The best place to improve your brand recognition

Where’s the best place to improve your company’s brand recognition in technical marketplaces nowadays? If it’s impressing your own MD that you’re after, I suspect that nothing has changed in the last 25 years: an eyewateringly large stand at WidgetEx, or a double-page spread in the front of Widget World News. The average MD loves this, mixing up ‘image’ with ‘brand’. In fact, for us, brand recognition – more than ever – is about name recognition, and means getting your name in front of prospects again and again. And again.

When it comes to buying cars, or chocolate bars, branding is all about the image which the name conjures up. When it comes to buying blue widgets, it’s all about whether the prospect recognises your name. That’s a very different thing.

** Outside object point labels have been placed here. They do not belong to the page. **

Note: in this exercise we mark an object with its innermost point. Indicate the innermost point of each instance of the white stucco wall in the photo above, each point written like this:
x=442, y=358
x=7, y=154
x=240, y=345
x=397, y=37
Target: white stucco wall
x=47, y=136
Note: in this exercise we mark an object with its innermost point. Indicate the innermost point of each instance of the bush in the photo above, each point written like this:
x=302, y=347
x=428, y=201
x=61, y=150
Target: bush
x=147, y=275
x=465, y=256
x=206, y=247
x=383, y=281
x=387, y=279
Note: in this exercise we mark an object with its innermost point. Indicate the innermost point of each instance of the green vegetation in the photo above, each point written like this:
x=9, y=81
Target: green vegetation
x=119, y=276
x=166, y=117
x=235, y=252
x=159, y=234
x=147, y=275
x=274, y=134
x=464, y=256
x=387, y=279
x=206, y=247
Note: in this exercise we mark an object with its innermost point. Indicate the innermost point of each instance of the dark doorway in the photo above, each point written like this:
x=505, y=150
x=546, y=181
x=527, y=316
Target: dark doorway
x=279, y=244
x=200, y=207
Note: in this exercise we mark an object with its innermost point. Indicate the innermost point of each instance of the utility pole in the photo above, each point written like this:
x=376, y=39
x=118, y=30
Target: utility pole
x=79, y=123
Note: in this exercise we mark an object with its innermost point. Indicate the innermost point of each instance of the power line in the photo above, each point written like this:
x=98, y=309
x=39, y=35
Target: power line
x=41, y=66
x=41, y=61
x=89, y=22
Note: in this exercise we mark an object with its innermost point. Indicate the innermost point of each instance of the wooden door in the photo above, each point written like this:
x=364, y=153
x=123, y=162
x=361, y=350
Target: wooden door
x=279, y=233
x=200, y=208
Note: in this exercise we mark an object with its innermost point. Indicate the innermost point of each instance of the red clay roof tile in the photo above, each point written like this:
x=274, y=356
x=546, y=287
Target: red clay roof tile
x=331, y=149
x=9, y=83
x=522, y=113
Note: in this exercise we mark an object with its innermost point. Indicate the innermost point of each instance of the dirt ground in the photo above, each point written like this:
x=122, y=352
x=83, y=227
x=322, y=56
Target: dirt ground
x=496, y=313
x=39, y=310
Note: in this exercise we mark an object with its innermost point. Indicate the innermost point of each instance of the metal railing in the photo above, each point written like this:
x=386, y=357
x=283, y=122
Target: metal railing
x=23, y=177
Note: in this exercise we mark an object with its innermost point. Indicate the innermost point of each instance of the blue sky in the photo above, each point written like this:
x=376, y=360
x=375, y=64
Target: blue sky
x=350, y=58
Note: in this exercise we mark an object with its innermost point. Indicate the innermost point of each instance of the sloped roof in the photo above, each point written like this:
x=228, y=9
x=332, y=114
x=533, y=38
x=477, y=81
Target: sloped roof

I find it hard to believe that anyone would look past Google Search nowadays as the place to increase your name recognition. £25,000 might get you an exhibition stand which would impress your name on some of the small subset of prospects who come to the exhibition. Let’s say you reach 2,000 of the 20,000 prospects out there, with your one hit, which is admittedly a decent sized one.

What if you spent the same money appearing at the top of the page on Google search results? At £2.50 a click and a 1% clickthrough rate, you’d be the first name they see a million times. I suspect that’d be almost all of the 20,000 prospects, an average of 50 times each. There’s no competition. Sure, name recognition is only a secondary aim for the advertising campaign (website traffic and enquiries are the first!), but name recognition is only a secondary aim for an exhibition stand too.

One of our clients – who totally gets this – has had 6.5million advertisement appearances in Google search results, in the UK, in four years, normally right at the top of the page. Their prospect base is in maybe the low 5 figures. They asked from the outset for their company name to be a prominent part of the advert. And if you were in their market, you’d know it well.